Leo Trotzki: Rede auf der Sitzung des Petrograder Sowjets zu den Ereignissen vom 3.-5. Juli

(9./22. September 1917)1

[Iswestija Nr. 168, 12. September 1917. Eigene Übersetzung nach Л. Троцкий. Сочинения. Том 3, часть 1. Москва-Ленинград, 1924]

Genossen, die Frage des 3. bis 5. Juli ist kein historisches Thema, sondern eine aktuelle Frage. In diesen Fällen werden die Bolschewiki angeklagt. Ich werde nicht über alle Ereignisse sprechen – im Moment beschäftigt mich nur die Frage der verhafteten Genossen. Uns wurde gesagt, dass am 3.-5. Juli bewaffnete Soldaten und Arbeiter auf die Straße gegangen seien, um die Provisorische Regierung zu stürzen, aber das ist völlig falsch – das ist eine Lüge, da Soldaten und Arbeiter an diesen Tagen nicht kamen, um Kosaken und Zivilisten zu töten, sondern um ihre Loyalität gegenüber der Revolution zu demonstrieren, um ihre Kraft gegen die Konterrevolution zu demonstrieren.

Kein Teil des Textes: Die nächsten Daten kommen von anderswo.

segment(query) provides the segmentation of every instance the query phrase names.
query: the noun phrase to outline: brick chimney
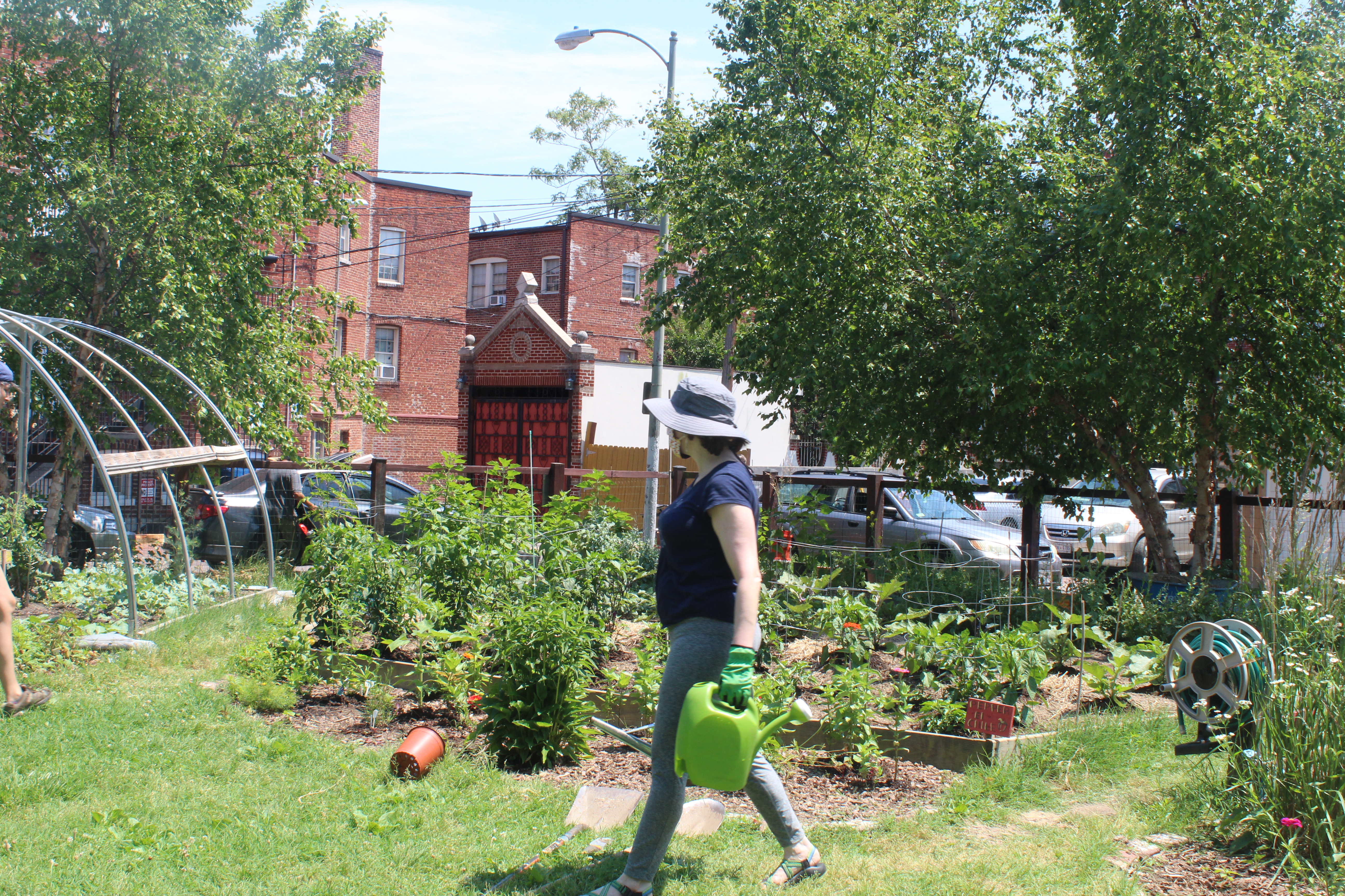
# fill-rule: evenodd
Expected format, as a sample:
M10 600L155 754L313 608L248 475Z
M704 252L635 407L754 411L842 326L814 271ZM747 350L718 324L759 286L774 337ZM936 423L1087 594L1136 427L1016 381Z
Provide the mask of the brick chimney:
M382 97L383 51L364 50L359 63L359 74L373 78L374 83L359 105L336 118L332 152L342 159L360 160L364 168L378 168L378 106Z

Sogar die Partei der Volksfreiheit schrieb zu Beginn, dass diese Bewegung von Soldaten und Arbeitern eine Elementarkraft sei, auf deren Oberfläche die Bolschewiki hilflos schwimmen würden, und erst danach führte sie eine gewisse Kampagne gegen die Bolschewiki. Haben wir diese Bewegung nicht aufgehalten?

Auf jeden Fall sind es nicht wir, die für die Opfer verantwortlich sind, sondern die Kadetten und Vertreter anderer Zensusparteien2 sind schuld, die zusammen mit den Menschewiki und den Sozialrevolutionären schuldig sind, in der Provisorischen Regierung einen Block gegen das Volk geschlossen zu haben.

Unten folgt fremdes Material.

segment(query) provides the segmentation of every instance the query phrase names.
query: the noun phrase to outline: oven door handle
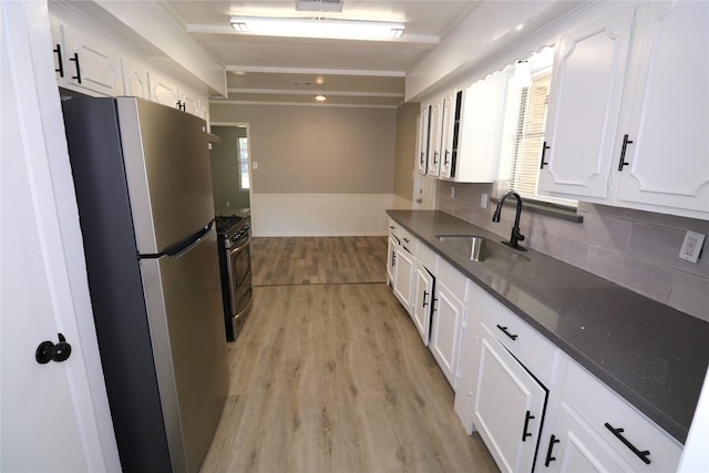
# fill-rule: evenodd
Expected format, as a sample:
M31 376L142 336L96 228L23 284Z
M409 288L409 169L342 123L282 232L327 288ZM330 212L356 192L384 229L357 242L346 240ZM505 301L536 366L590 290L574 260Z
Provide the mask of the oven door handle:
M246 237L243 239L239 239L238 241L236 241L236 245L233 248L229 248L229 255L234 256L239 251L243 251L244 248L246 248L246 245L248 245L249 239L251 239L251 236L249 234L246 234Z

Wir glauben, dass die aktive Aktion der Arbeiter und Soldaten jetzt ein Schlag für uns sein würde – aber wenn die Provisorische Regierung gegen uns ist, dann werden wir wieder zusammen mit dem Volk unsere Rechte und unsere Errungenschaften bewaffnet verteidigen.

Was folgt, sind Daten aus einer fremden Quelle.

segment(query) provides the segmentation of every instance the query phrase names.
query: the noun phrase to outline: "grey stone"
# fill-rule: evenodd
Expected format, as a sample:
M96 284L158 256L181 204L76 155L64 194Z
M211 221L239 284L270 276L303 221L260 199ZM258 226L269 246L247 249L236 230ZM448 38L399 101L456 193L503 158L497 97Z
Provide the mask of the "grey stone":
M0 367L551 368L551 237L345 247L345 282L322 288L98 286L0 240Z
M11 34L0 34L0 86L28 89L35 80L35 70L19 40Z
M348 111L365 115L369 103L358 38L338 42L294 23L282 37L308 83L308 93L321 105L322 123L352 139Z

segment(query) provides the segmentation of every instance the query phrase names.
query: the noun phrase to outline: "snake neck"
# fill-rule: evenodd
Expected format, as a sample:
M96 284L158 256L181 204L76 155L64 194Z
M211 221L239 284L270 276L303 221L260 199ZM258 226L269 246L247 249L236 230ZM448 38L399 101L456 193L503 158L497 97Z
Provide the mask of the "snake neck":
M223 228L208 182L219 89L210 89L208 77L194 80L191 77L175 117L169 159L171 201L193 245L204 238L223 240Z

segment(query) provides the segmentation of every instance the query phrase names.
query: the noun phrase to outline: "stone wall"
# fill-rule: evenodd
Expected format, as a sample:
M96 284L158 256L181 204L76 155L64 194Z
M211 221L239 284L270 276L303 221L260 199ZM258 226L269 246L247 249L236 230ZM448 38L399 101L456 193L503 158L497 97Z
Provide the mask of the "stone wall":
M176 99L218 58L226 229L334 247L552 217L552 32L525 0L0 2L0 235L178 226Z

Warum gibt es eine schändliche Verleumdung gegen Lenin, die viele der zaristischen Minister und einige Minister der russischen Republik den Kopf kostet? Und der verhaftete Fähnrich Krylenko, den Kerenski mitzuzählen befohlen hatte, als sich herausstellte, dass es keine Anklage gegen ihn gab? Als A. M. Kollontai, eine prominente Aktivistin der Arbeiterbewegung, auf Kaution in ihre Wohnung entlassen wurde, wurden ihr im Auftrag des ehemaligen Innenministers Awksentjew zwei Spitzel zugeteilt, die niemanden in ihre Wohnung ließen und ohne die sie nirgendwohin gehen konnte.

Nach allem, was ich gesagt habe, muss ich Ihnen sagen, dass Ihre Führer sich sehr unwürdig hielten. (Lärm. Schrei: „Nieder.“ Eine Stimme aus dem Plenum: „Aber verhält sich Lenin würdig, wenn er sich vor dem Gericht versteckt?")

Sprechen Sie über Lenin? Ja, zuerst dachte ich, dass Lenin sich den Händen der Behörden ausliefern müsste, aber als ich im republikanischen Gefängnis saß, sagte ich: Lenin hatte recht, als er sich weigerte, zu sitzen.

Lassen Sie die Miljukows und Gutschkows über ihr Leben Tag für Tag sprechen. Sie werden das nicht tun. Wir sind in jedem Augenblick bereit, einen Bericht über unsere Schritte zu geben, da wir nichts von dem russischen Volk zu verbergen haben. Und nun muss man sagen: öffnet die Türen aller Gefängnisse und gebt alle revolutionären Gefangenen frei, die in den Gefängnissen der russischen Republik schmachten. (Die Rede wird mit freundlichem Beifall von der linken Seite der Versammlung bedacht.)

1 Diese Rede war Trotzkis erste Rede nach seiner Entlassung aus dem Gewahrsam.

2 Die Parteien der Klassen, die bei Zensuswahlrecht wahlberechtigt sind, also bürgerliche Parteien.